Teammates rallied around McNabb, offering support and flatly dismissing any need for a switch.

"Everything that goes wrong on this team is not Donovan's fault," running back Brian Westbrook said. "Everything from fumbles to interceptions to sacks, those are not all Donovan's fault, not totally. Because it's a team sport, one man can't make a football team. ... I've seen Donovan do great things, and I know he still has that in him."

Backup QB A.J. Feeley agreed.

"He's getting better," Feeley said. "You make changes where there's problems. If you're going to make a correlation between the quarterback play and the problems, I don't see it. I don't see a need for a change."

The Eagles could use the final eight games to make a decision on McNabb for next season. McNabb is signed through 2013, but he certainly won't be around to collect the $52.4 million he's due to earn in the last four years of his contract.

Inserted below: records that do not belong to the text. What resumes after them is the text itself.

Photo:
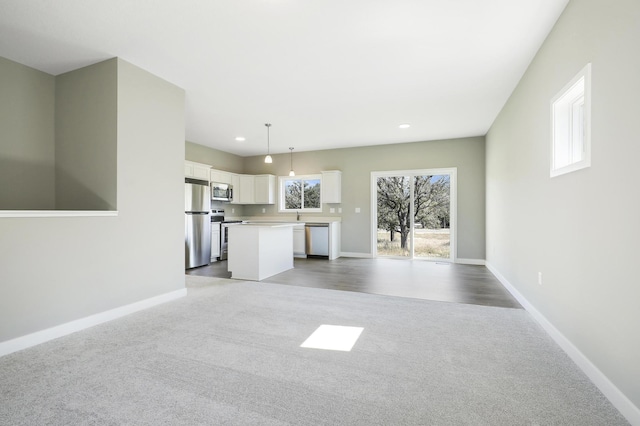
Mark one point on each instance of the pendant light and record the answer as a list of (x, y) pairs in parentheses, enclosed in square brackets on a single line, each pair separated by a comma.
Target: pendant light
[(268, 158), (291, 173)]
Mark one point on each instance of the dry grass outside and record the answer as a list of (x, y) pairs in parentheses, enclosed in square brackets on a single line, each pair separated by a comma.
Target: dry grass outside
[(428, 243)]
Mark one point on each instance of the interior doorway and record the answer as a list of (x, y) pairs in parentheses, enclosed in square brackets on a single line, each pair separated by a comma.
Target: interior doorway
[(414, 214)]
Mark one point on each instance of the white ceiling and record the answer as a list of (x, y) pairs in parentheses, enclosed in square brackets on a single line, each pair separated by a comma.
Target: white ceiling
[(325, 73)]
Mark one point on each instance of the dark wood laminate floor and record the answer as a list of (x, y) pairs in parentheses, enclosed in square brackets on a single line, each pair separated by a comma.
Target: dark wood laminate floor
[(416, 279)]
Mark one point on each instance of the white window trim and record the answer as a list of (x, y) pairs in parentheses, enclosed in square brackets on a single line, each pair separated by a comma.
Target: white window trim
[(584, 74), (282, 179)]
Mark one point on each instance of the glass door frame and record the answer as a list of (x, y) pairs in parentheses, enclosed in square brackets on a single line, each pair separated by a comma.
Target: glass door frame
[(452, 172)]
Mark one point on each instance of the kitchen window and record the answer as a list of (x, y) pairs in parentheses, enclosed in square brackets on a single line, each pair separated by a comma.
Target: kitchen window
[(300, 193)]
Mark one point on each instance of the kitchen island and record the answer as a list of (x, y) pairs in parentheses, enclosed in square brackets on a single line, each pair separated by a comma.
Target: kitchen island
[(260, 250)]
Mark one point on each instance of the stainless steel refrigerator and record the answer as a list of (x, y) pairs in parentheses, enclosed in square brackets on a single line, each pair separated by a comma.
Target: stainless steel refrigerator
[(197, 223)]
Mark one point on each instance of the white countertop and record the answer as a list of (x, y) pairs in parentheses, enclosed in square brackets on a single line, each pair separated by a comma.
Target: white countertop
[(270, 224), (280, 219)]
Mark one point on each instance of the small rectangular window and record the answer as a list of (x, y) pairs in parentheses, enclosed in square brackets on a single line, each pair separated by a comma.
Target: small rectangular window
[(300, 193), (571, 125)]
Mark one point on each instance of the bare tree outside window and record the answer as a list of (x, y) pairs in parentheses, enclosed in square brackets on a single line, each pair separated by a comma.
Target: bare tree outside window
[(430, 210), (301, 194)]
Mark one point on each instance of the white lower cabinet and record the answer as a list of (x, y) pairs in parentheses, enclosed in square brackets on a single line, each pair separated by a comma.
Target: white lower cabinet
[(215, 241), (299, 241)]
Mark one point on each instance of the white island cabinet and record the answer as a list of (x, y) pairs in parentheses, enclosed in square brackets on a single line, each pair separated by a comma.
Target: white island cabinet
[(259, 251)]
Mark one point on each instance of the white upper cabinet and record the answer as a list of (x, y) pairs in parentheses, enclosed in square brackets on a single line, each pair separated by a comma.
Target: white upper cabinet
[(245, 195), (264, 189), (331, 186), (220, 176), (196, 170), (235, 183)]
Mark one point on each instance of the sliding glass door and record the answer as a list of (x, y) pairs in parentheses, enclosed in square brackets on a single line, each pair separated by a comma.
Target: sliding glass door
[(413, 214)]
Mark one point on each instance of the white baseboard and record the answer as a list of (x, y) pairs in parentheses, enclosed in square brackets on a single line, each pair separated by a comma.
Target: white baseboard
[(42, 336), (480, 262), (359, 255), (613, 394)]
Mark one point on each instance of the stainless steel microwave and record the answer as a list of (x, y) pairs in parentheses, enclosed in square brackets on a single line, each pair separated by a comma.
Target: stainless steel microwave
[(221, 192)]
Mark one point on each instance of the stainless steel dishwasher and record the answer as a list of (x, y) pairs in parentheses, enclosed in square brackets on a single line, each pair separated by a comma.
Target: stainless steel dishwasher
[(316, 239)]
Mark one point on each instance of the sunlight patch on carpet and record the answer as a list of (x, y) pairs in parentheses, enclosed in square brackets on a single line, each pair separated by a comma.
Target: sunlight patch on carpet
[(333, 337)]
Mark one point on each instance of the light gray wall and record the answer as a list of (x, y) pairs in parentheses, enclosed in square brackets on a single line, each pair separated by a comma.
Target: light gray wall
[(218, 159), (356, 164), (86, 126), (27, 179), (56, 270), (581, 229)]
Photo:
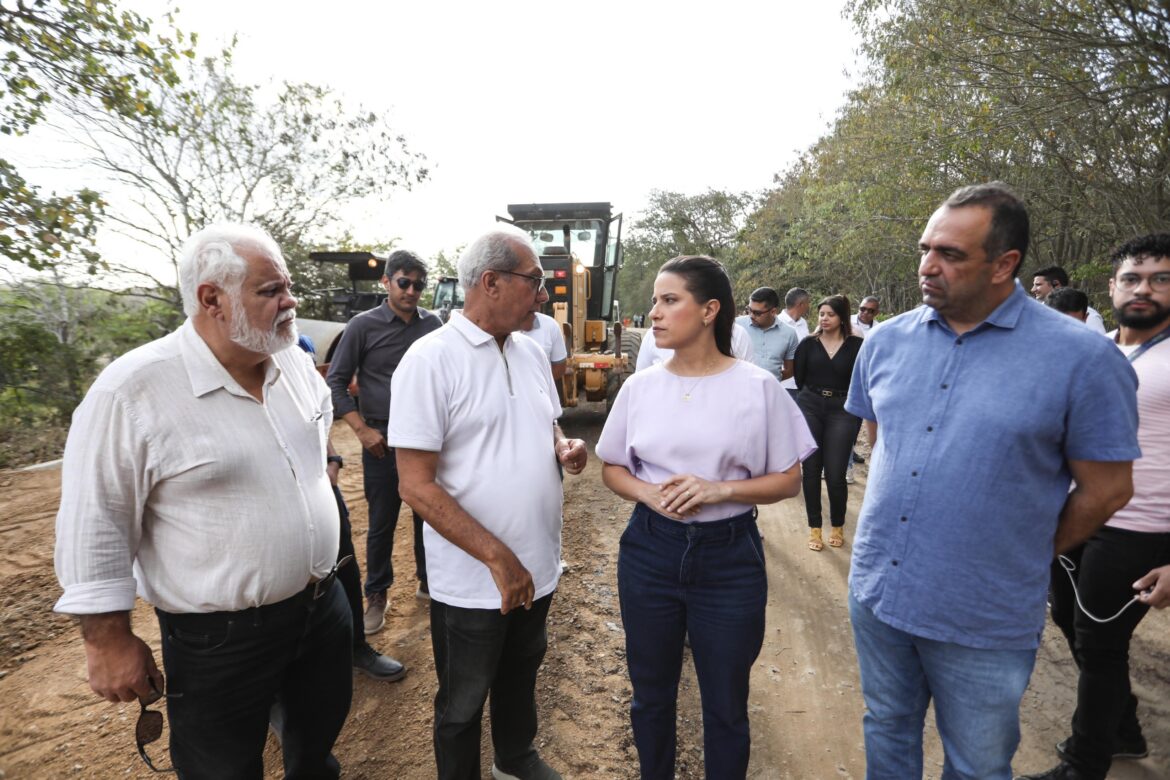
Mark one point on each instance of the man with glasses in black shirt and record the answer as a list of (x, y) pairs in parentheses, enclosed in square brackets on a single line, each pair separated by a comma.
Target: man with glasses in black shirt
[(372, 345)]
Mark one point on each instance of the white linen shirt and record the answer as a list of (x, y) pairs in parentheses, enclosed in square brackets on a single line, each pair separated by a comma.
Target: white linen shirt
[(488, 413), (181, 487)]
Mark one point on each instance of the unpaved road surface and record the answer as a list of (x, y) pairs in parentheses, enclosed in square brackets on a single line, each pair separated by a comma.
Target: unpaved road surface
[(805, 702)]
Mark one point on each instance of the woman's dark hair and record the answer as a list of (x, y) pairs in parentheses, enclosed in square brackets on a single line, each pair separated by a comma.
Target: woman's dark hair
[(706, 278), (840, 306)]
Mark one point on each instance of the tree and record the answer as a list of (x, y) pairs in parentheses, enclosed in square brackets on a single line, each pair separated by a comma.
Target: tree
[(77, 50), (675, 223), (1065, 99), (291, 164)]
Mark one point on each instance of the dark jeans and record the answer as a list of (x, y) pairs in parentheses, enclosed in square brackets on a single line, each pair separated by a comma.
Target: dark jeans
[(350, 575), (480, 651), (707, 580), (1106, 568), (834, 430), (379, 477), (225, 671)]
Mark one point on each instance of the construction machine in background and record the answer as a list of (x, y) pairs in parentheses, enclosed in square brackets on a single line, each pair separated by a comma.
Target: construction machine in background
[(579, 246), (365, 292)]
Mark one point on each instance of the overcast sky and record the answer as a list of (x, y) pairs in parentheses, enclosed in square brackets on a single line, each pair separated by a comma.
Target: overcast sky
[(541, 102)]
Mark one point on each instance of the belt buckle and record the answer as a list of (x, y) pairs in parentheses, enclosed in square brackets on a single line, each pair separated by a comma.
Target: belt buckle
[(322, 585)]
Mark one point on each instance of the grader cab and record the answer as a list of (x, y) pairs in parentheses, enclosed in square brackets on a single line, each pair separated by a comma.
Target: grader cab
[(579, 246)]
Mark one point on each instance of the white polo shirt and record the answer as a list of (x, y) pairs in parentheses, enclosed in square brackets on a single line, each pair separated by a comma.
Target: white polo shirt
[(802, 326), (489, 414), (546, 332)]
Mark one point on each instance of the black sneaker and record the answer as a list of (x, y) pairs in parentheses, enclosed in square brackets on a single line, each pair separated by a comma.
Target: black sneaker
[(1062, 771), (1126, 749), (373, 664), (534, 770)]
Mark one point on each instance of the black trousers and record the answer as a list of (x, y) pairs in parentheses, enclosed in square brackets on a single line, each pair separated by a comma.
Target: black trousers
[(834, 430), (379, 478), (481, 651), (226, 670), (350, 575), (1107, 565)]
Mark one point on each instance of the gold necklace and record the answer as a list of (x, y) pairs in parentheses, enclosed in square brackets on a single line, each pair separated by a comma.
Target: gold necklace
[(688, 391)]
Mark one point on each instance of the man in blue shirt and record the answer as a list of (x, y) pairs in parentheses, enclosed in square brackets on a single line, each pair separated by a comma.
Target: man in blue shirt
[(773, 343), (969, 488)]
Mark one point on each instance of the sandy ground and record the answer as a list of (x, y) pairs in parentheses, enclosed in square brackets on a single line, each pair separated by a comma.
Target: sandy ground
[(805, 704)]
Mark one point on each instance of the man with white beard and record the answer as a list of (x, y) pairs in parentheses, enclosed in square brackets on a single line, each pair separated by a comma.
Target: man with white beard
[(194, 476)]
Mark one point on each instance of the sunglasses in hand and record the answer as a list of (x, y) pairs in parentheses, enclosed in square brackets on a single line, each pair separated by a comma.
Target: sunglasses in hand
[(149, 727)]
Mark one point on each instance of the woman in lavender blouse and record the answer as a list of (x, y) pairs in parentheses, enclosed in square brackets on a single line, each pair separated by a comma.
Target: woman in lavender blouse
[(697, 442)]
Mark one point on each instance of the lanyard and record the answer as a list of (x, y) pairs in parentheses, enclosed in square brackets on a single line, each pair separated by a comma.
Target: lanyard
[(1161, 336)]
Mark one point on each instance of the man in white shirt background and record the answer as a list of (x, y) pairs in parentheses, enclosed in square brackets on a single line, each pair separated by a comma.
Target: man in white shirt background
[(796, 306), (194, 475), (473, 420), (866, 317), (1053, 277), (773, 344)]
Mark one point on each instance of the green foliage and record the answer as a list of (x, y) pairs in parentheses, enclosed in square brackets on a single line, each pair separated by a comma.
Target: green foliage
[(291, 164), (54, 338), (74, 52), (1065, 99), (675, 223)]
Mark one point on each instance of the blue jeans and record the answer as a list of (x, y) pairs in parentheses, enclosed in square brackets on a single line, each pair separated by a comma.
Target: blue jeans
[(480, 651), (976, 692), (379, 478), (707, 580), (225, 671)]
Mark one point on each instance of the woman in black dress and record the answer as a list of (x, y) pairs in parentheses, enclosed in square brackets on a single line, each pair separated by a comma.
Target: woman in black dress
[(823, 367)]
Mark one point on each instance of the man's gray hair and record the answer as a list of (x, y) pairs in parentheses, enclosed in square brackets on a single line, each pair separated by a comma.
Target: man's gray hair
[(495, 250), (211, 256)]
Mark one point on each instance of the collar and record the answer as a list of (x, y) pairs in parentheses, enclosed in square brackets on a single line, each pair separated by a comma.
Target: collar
[(205, 372), (474, 335), (1006, 315)]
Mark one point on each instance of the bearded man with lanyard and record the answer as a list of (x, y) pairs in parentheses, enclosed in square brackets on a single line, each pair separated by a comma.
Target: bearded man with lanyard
[(1108, 568)]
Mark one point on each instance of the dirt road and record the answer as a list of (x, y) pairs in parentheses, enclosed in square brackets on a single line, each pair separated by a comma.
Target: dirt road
[(805, 704)]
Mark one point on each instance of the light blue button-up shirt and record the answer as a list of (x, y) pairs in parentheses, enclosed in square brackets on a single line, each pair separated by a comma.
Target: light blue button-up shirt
[(970, 473), (771, 346)]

His base salary next year is $6.3 million and $9.2 million for 2009. If the team feels starting Kolb next year wouldn't be a significant downgrade, McNabb could be used as trade bait. Or McNabb could be let go if the organization decides to rebuild and let Kolb get on-the-job experience.

Despite the speculation, McNabb still thinks he'll end his career in Philadelphia.

"I'm sure you probably won't write that, but I do," he said. "Everyone goes through ups and downs. All quarterbacks do. Brett Favre went through it; other quarterbacks have. This is a situation, if you continue to build, do you start over? It's not my decision, but I expect to be here."